Leading Union Slashes West German Workweek
WHO wouldn't be happy with a 35-hour workweek - and more pay to boot? The employer who had to pay for it, of course. But this is just what two major unions in West Germany have won.
West Germans already work fewer hours but are paid more than workers in any other European country. With the latest deal, they'll put even more distance between themselves and the rest of Europe.
This is exactly what depresses West German employers. ``We wanted no more reduction in work hours, but we got that anyway,'' says Peter Knevels, business manager of the Confederation of German Employers' Associations in Cologne.
Mr. Knevels, who specializes in labor negotiations, said that these latest settlements could hurt West German competitiveness when the economic borders fall in Europe at the beginning of 1993. ``We're not very happy,'' he added.
West German Economics Minister Helmut Haussmann is not smiling either. With reunification approaching, and with it a large demand for West German products, this is the time to work more, not less, he says.
The first victory for the workers came last Friday when powerful IG Metall, which represents 3.7 million metal workers in West Germany, worked out a deal in the Stuttgart district, the heart of West Germany's automobile industry. The agreement reduces the workweek to 36 hours in April 1993 and 35 hours in October 1995. Workers will receive a 6 percent wage increase (inflation is just under 3 percent).

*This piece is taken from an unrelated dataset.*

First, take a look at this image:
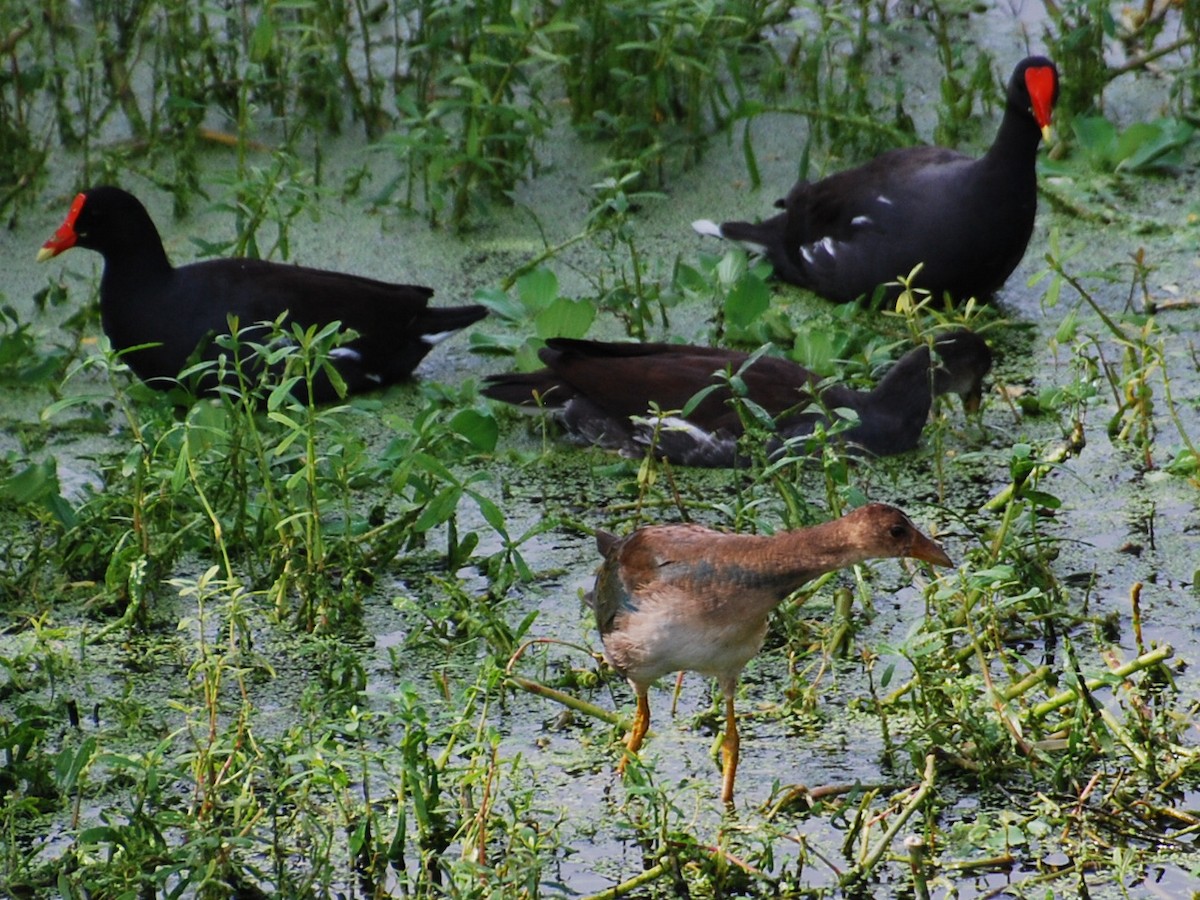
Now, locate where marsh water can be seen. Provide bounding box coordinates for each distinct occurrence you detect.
[0,7,1200,896]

This was followed by an agreement late Monday night between West German printers and IG Medien, the printers' union. IG Medien achieved a 35-hour workweek beginning a half year earlier than the metal workers' and with a higher pay increase, too - 6.8 percent.
About a third of the labor force here is unionized. The 35-hour workweek has been a longtime goal of IG Metall. Over the years it has managed to reduce the workweek from 40 hours down to 37. The union says a shorter workweek can create jobs in a time of high unemployment. The West German unemployment rate is 7.3 percent.
Knevels says the trend highlighted in the two latest labor agreements will spread to other industry sectors. Chemicals, textiles, and the service sector will probably be affected, he says: ``Maybe not this year, but in two, three, five years.''
The IG Metall agreement does include a clause, however, that allows workers to volunteer for a 40-hour week under certain conditions, Knevels says. There's even an opportunity for the union to retract the shorter workweek if it wants. But the IG Medien agreement doesn't include these clauses. ``It's much worse,'' he says.
So far, West German's celebrated productivity has paid for the fewer work hours and higher wages. But in some sectors, employers say, industry is already at the peak of its productivity. It simply can't force any more production out of its present capacity, they add.
This is why the threat of a strike has great leverage in this country. One thing employers can be grateful for, Knevels says, ``is that we avoided a long, drawn-out battle'' with the unions.